We also provide a class called *short_vector*, which is useful for programming short vectors generically, as

template<typename ScalarType, int N>

`struct short_vector;`

*short_vector *only has a typedef member called *type*. For the six *ScalarType*’s, when N is 1, *short_vector::type* is *ScalarType*; when N is 2, 3, or 4, *short_vector::type* is *ScalarType_N*. For all other instantiation of *short_vector*, a static assertion will be triggered. For example,

short_vector<int, 1>::type a; // int

short_vector<int, 2>::type b; // int_2

short_vector<int, 5>::type c; // static assertion

Following is an example using the above reflection classes. In this release, we don’t provide a stream operator for short vector types. However, you can implement it using *short_vector*, and *short_vector_traits*.
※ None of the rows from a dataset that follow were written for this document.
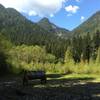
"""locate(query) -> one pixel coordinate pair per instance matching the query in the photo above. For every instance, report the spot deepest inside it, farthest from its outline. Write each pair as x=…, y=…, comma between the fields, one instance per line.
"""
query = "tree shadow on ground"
x=55, y=89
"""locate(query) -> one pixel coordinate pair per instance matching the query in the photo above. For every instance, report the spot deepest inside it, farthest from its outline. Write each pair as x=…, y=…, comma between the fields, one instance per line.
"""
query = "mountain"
x=52, y=28
x=19, y=29
x=90, y=26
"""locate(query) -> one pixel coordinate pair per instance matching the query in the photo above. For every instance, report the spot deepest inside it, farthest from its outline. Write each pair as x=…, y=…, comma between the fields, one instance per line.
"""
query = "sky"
x=64, y=13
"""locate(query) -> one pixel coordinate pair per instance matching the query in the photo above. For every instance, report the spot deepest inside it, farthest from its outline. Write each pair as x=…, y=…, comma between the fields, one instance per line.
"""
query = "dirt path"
x=56, y=89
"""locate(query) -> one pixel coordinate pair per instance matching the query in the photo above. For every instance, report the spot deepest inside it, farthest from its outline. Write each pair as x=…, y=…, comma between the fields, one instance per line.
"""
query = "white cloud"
x=72, y=9
x=35, y=7
x=82, y=18
x=69, y=15
x=77, y=0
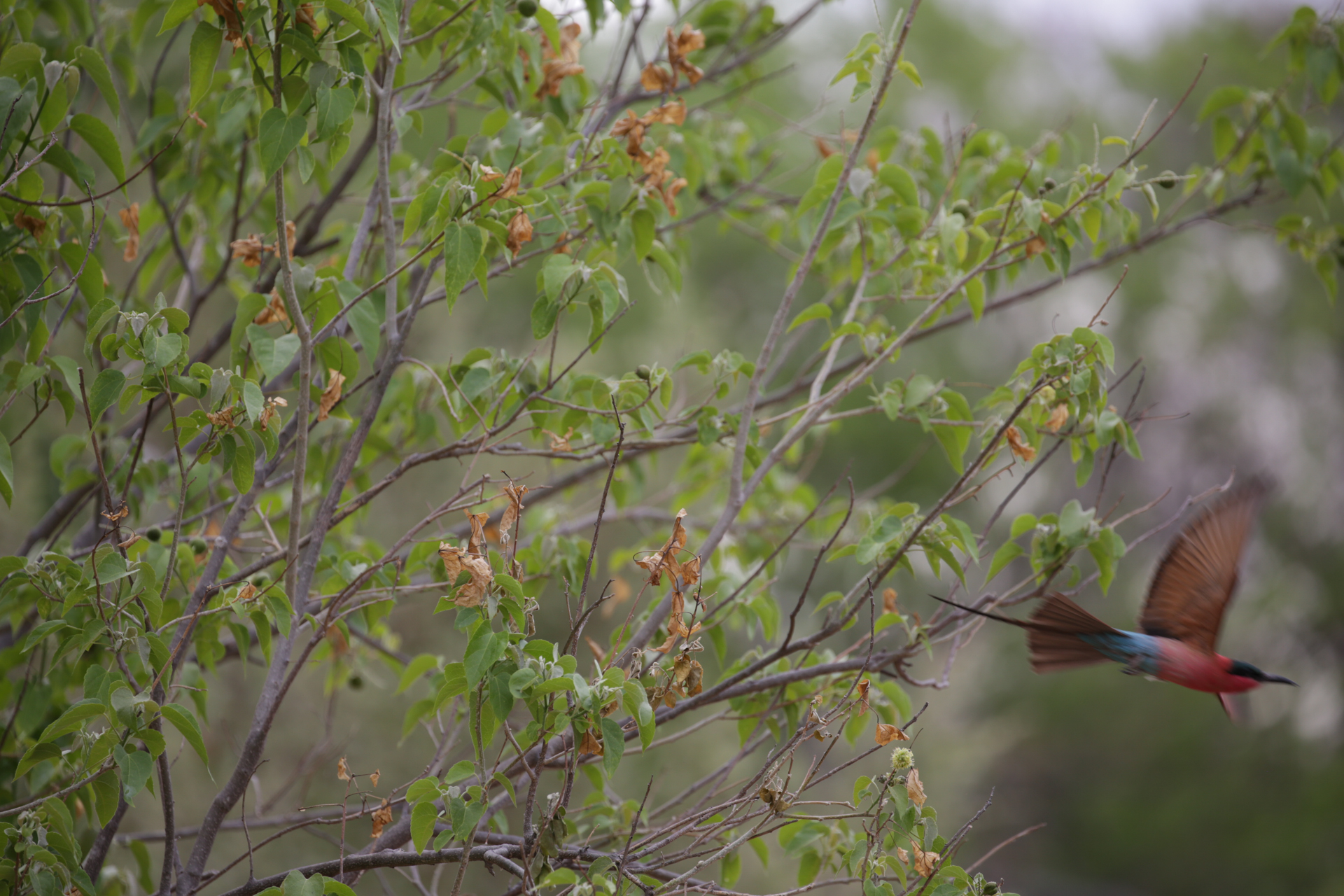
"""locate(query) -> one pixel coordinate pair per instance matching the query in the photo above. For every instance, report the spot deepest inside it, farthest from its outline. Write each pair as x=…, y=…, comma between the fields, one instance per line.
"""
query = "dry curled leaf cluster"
x=655, y=164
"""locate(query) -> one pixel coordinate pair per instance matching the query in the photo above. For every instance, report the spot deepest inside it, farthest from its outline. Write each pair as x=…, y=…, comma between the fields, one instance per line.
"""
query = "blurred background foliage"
x=1144, y=789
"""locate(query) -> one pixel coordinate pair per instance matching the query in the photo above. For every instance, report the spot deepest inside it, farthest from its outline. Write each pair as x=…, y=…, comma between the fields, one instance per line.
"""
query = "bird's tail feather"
x=1053, y=634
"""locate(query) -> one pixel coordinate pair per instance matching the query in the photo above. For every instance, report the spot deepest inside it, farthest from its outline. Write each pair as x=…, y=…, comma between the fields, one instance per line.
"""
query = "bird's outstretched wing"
x=1196, y=577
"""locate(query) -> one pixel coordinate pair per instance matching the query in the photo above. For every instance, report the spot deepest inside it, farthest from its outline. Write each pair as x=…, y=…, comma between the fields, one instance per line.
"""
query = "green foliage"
x=241, y=531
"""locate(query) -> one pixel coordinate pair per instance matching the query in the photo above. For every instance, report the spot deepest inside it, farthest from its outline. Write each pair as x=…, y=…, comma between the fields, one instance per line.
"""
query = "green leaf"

template <typename ScalarType, int N>

`class stream_helper;`

`// specialization for N == 2`

`// ...`

`// specialization for N == 3`

template<typename ScalarType>

`class stream_helper<ScalarType, 3>`

{

`public:`

typedef typename short_vector<ScalarType, 3>::type short_vector_type;

static std::ostream& stream(std::ostream &os, const short_vector_type& svt)

{

os << "(" << svt.x << ", " << svt.y << ", " << svt.z << ")";

` return os;`

}

};

`// specialization for N == 4`

`// ...`

template <typename ShortVectorType>

`inline`

`typename std::enable_if<(short_vector_traits<ShortVectorType>::size > 1), `

std::ostream&>::type

operator<<(std::ostream &os, const ShortVectorType& svt)

{

return stream_helper<typename short_vector_traits<ShortVectorType>::value_type,

short_vector_traits<ShortVectorType>::size>::

stream(os, svt);

}

Then you can write code like,

int_3 a(1, 2, 3);

float_3 b(4.1f, 5.2f, 6.5f);

std::cout << a << std::endl;

std::cout << b << std::endl;

It outputs:

(1, 2, 3)

(4.1, 5.2, 6.5)

This concludes my introduction to short vector types. As always, your feedback is welcome below or in our MSDN Forum.